== cat /etc/issue ===============================================
Linux ubuntu 4.15.0-29-generic #31~16.04.1-Ubuntu SMP Wed Jul 18 08:54:04 UTC 2
018 x86_64 x86_64 x86_64 GNU/Linux
VERSION="16.04.5 LTS (Xenial Xerus)"
VERSION_ID="16.04"
VERSION_CODENAME=xenial
== are we in docker =============================================
No
== compiler =====================================================
c++ (Ubuntu 5.4.0-6ubuntu1~16.04.10) 5.4.0 20160609
Copyright (C) 2015 Free Software Foundation, Inc.
This is free software; see the source for copying conditions.
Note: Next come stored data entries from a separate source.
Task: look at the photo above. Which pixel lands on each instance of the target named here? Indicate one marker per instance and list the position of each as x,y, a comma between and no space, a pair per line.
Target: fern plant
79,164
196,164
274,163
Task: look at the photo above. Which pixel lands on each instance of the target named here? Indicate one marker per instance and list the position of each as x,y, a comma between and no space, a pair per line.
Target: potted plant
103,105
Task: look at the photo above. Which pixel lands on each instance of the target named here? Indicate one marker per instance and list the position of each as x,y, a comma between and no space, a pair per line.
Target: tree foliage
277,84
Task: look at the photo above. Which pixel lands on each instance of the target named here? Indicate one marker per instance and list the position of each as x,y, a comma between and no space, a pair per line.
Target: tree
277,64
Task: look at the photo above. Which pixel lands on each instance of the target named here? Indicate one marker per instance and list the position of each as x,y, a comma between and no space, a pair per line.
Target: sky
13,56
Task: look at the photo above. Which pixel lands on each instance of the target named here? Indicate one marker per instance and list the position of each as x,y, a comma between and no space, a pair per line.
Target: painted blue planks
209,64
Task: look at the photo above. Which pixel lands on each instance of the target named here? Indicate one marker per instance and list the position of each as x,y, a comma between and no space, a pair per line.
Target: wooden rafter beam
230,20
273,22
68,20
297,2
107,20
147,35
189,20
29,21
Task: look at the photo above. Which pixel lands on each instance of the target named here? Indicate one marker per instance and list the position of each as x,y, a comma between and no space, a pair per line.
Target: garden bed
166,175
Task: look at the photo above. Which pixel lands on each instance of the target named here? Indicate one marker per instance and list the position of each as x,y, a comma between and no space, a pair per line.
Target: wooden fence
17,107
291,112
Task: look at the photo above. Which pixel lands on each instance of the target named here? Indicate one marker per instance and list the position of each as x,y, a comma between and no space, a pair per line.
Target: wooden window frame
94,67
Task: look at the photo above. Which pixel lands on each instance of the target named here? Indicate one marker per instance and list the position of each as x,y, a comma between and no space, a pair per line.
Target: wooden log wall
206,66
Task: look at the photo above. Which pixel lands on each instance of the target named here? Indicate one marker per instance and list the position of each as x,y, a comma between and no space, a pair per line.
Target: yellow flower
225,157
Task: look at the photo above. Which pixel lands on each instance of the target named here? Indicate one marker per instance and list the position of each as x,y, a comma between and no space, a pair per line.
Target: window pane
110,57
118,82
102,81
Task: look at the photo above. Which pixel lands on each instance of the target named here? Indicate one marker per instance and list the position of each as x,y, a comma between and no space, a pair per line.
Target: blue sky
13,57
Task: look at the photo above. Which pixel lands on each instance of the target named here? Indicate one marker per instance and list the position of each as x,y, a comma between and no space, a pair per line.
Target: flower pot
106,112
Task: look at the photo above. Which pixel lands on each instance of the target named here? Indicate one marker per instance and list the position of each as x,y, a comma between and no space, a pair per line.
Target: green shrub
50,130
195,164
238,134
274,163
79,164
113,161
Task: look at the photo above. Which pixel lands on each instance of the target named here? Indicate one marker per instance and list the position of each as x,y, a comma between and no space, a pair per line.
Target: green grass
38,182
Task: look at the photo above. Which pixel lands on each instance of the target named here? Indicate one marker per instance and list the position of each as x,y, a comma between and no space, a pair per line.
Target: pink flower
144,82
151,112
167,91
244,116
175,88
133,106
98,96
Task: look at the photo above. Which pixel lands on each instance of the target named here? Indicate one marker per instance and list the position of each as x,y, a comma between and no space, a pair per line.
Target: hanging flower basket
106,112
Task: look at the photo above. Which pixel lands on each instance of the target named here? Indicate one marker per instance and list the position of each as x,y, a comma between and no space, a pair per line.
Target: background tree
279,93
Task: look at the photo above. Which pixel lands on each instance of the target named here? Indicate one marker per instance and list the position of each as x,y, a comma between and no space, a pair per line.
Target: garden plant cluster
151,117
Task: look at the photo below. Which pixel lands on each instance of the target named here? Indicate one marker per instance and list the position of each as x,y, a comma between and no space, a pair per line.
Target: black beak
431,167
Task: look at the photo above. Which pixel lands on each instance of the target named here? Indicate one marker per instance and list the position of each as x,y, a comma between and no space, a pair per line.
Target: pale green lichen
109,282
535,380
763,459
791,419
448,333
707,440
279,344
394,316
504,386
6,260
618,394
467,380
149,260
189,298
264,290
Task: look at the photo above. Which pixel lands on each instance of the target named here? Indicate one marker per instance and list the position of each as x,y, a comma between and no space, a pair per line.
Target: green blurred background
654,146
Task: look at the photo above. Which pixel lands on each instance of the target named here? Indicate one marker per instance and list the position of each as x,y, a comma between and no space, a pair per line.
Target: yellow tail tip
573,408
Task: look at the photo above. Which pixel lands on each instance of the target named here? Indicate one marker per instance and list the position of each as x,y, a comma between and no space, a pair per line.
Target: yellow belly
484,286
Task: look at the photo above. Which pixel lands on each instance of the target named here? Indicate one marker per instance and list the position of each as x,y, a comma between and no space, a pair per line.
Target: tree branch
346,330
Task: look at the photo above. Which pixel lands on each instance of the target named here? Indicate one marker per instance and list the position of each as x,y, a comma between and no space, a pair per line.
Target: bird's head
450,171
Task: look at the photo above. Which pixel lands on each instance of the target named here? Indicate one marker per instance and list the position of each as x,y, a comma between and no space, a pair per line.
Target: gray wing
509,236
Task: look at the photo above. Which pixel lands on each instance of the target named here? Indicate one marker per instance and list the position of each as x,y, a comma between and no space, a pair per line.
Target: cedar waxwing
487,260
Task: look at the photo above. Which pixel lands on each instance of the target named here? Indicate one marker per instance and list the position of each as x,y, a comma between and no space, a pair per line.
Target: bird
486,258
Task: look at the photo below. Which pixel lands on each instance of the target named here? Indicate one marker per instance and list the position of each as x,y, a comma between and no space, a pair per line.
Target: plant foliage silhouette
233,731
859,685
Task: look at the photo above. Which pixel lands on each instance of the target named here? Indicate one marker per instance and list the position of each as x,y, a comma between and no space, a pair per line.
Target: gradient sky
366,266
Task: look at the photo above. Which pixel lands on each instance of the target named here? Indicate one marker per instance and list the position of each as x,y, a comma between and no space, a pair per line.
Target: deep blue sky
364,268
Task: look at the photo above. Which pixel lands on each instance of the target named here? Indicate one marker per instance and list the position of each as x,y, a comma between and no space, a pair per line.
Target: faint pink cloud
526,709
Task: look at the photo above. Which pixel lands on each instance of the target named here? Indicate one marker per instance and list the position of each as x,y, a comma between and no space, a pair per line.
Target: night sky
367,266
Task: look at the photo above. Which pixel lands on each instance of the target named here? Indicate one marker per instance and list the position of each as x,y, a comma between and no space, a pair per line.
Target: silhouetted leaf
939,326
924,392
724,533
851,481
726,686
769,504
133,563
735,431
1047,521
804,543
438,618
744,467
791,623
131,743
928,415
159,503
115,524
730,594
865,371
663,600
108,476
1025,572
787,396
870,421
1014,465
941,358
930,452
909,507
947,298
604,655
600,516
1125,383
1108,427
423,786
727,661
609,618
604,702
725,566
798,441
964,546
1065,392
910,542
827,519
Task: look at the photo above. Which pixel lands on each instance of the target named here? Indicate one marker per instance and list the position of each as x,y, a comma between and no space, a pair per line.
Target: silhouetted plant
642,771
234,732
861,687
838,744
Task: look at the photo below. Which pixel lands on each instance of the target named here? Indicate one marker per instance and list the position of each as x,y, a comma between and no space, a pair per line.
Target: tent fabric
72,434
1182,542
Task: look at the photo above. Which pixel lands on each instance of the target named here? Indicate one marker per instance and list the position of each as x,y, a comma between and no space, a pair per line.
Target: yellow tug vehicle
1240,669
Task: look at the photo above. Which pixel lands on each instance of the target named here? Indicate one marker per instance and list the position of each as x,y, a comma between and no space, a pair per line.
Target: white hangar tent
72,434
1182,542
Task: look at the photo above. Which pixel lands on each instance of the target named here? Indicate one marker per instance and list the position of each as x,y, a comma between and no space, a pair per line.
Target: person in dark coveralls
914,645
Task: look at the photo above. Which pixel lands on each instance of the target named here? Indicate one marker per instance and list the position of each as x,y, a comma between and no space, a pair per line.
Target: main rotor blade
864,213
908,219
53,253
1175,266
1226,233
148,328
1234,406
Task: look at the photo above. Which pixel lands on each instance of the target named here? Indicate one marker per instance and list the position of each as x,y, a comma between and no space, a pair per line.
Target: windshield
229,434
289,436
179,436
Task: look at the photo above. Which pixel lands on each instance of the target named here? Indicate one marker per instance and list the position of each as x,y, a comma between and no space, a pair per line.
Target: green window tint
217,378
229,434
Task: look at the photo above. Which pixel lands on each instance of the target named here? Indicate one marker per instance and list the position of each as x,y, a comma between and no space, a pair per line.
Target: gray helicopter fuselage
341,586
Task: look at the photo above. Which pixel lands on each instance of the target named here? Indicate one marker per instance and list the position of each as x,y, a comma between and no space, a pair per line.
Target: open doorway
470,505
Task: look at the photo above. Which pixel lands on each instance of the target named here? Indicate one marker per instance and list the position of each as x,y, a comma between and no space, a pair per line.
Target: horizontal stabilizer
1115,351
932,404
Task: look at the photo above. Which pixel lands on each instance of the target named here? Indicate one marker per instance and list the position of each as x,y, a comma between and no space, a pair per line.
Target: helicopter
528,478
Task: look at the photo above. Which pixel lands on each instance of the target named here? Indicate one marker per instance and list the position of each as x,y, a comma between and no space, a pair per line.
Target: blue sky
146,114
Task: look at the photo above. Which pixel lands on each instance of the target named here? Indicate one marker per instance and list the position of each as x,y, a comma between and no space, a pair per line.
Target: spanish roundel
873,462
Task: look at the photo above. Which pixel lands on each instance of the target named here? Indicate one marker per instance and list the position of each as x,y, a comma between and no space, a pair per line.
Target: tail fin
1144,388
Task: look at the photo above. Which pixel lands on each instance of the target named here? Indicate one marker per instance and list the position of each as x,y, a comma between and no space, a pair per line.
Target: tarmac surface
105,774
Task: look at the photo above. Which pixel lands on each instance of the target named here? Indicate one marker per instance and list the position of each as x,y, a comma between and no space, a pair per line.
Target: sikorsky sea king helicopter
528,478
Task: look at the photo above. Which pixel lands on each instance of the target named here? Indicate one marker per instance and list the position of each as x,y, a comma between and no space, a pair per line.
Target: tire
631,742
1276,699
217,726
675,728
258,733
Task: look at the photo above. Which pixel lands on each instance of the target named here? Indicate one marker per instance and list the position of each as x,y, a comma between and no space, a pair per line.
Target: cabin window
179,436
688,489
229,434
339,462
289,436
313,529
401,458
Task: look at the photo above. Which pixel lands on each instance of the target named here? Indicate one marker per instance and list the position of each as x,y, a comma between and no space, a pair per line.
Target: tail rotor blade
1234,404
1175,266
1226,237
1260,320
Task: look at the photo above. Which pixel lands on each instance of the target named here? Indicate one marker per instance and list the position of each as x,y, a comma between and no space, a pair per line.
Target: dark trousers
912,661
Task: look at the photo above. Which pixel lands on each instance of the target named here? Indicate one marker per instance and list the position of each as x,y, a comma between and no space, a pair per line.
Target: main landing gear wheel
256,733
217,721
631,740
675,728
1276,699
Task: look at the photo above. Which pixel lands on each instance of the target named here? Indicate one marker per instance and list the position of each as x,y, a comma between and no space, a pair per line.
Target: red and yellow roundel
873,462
There is NO
warranty; not even for MERCHANTABILITY or FITNESS FOR A PARTICULAR PURPOSE.
== uname -a =====================================================
Linux ubuntu 4.15.0-29-generic #31~16.04.1-Ubuntu SMP Wed Jul 18 08:54:04 UTC 2
018 x86_64 x86_64 x86_64 GNU/Linux
== check pips ===================================================
numpy 1.14.5
protobuf 3.6.0
tensorflow 1.10.0
== check for virtualenv =========================================
True
== tensorflow import ============================================
tf.VERSION = 1.10.0
tf.GIT_VERSION = v1.10.0-0-g656e7a2b34
tf.COMPILER_VERSION = v1.10.0-0-g656e7a2b34
Sanity check: array([1], dtype=int32)
== env ==========================================================
LD_LIBRARY_PATH is unset
DYLD_LIBRARY_PATH is unset
== nvidia-smi ===================================================
./env.sh: line 105: nvidia-smi: command not found
== cuda libs ===================================================
MODEL_DIR=/home/seth/tensorflow/BurmesePython/ssd_inception_v2_coco_2018_01_28
PIPELINE_CONFIG_PATH=/home/seth/tensorflow/BurmesePython/ssd_inception_v2_coco.config
NUM_TRAIN_STEPS=200000
NUM_EVAL_STEPS=2000
python3 object_detection/model_main.py \
--pipeline_config_path=${PIPELINE_CONFIG_PATH} \
--model_dir=${MODEL_DIR} \
--num_train_steps=${NUM_TRAIN_STEPS} \
--num_eval_steps=${NUM_EVAL_STEPS} \
--alsologtostderr
Trying to train my model using the tf records I've created. Seems like processing never begins, but the pipeline.config file is written to the models directory as the timestamp is updated. Modifying my model config file to include broken references to tf record files does not yield an error, so it seems that the training process doesn't ever begin.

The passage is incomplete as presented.